Healthcare efficiency
Yesterday I had a discussion on healthcare. One part of the discussion was on efficiency being a target. My argument was that while efficiency is a good thing to strive for, it mustn’t be the only thing, because efficiency also means a less robust system. Something we saw with the COVID crisis, with our lowest number of beds per capita in Europe (apart from perhaps the UK). Making efficiency the single number we determine quality by, opens us up to problems deriving from only looking at aggregate numbers. An HN post on Goodheart’s Law reminded me of the given to this type of problem. A reply to the topic in particular gives a concrete example:
Agreed. We had a doctor who refused to believe that my partner’s symptoms were relieved by a specific procedure - because there were no reports of other people’s symptoms being relieved by this procedure. But by this logic, no such report could ever get recorded!

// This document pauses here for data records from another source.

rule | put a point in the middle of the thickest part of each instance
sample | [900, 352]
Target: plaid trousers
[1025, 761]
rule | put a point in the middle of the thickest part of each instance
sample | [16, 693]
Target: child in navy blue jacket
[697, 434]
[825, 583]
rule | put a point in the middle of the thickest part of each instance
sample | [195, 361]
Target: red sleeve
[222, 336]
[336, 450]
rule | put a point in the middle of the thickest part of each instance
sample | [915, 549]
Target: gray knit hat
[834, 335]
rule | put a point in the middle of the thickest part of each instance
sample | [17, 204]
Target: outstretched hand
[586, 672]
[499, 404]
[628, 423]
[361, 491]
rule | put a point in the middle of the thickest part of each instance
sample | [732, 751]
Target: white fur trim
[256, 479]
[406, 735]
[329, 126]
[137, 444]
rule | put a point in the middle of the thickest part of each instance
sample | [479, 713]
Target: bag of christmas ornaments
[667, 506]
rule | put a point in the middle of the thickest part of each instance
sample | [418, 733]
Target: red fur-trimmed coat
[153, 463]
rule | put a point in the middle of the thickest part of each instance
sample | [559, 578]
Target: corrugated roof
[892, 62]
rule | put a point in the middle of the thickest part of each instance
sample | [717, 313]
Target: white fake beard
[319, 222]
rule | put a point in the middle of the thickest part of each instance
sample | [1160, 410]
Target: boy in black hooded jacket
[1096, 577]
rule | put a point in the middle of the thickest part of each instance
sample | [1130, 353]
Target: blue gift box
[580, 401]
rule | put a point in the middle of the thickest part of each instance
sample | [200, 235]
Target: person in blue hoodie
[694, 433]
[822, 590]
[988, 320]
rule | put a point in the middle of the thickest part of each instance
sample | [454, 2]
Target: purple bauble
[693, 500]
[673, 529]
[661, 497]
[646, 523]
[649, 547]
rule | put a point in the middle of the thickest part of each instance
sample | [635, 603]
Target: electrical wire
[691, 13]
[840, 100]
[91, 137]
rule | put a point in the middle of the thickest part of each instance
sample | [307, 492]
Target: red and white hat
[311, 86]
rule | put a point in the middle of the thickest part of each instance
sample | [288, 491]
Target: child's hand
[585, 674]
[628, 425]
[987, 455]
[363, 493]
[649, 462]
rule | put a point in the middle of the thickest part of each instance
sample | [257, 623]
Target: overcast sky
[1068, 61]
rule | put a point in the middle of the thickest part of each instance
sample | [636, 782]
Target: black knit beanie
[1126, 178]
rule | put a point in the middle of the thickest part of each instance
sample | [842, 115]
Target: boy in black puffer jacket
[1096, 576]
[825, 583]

It is critical that subjective, experiential data is cross referenced with objective data in order to control for errors in both. Both kinds of data are fallible for different reasons.
In my opinion, the erosion of subjectivity from science is probably a driver of the loss of objectivity in politics.
Evidence based medicine, the primary method used for determining what is most efficient, has sometimes felt like it was used not have to think; as if using knowledge or skills besides the ones that have a body of work, a long history, indeed, statistics, to back it up.
This line of thinking is throwing out the baby with the bathwater.
Which brings me to the second part of the discussion: the allegiance and duties of the general practitioner. One such doctor recently revealed that she wanted to protect the testing capacity, even if patients were willing to pay out of pocket, because she felt pressure on the healthcare system had to be avoided.
To me, this is wrong. Any system as pervasive and vital, and with so many stakeholders as the healthcare system must incorporate and encourage criticism, different people who represent the various interests that may conflict in the system. Some people will be in charge of making sure the system as a whole remains affordable, and these people will be working behind a desk somewhere, perhaps an insurer. Others are in charge of what the best treatment is, people in academic hospital most likely. And GPs are the representatives of their patients: they must do what they can to get their patients the best care they can get. They mustn’t internalize the budgetary side of care, nor challenges of capacity or any other consideration besides those of the patient who has entrusted their health with their GP. Balancing the interest is the job of the beancounters, not medical staff. If triage would be part of the normal healthcare routine, I think we have arrived at a system which is wholly insufficient and outside of what we should expect in a society that calls itself civilized and is by any earthly measure wealthy.
Today an HN post mentioned the bad job done regarding the COVID crisis. In Sweden, but a commenter remarked also in the Netherlands, as shown in the ’excess deaths’ calculated by the Guardian. The underreporting of COVID cases is roughly the grey area over the dashed line, where the Netherlands indeed seem to give the worst score, save for perhaps Italy. Goodheart’s Law can also mean statistics are massaged to provide a more flattering statistic, and this analysis seems to have caught some countries red-handed.
One of the things that amazed me in march and april (see my posts here) was how the Dutch government (by way of the National Institute for Public Health and the Environment, or RIVM) seemed to be entirely unprepared. Where in Germany in the aftermath of the SARS crisis in 2002-2004 a playbook for such an event was written in 2013. The RIVM wasa trailing WHO advice by about 2 weeks, and then, until about a month ago, was very testing-averse, as Dutch healthcare is in general. In the Northern Netherlands hospitals famously deviated from this national policy and did perform all the testing their capacity could handle (and they worked on expanding their capacity outside of the national system) and they have starkly reduced infection and mortality rates as a result.
It all reminds me of how the Brits see their National Health Service. And unfortunately, that is not the only similarity. For all the evidence based thinking, people including those in healthcare itself, seems to have have more faith than facts. I’ve never met anyone, including the numbers reported by the CBS statistics office, who could tell me what healthcare actually costs, despite the national DBC-accounting system invented for insurers. Through the grapevine, I’ve heard this is very politicized issue. All behind the scenes of course, on account of the commercial interests at stake.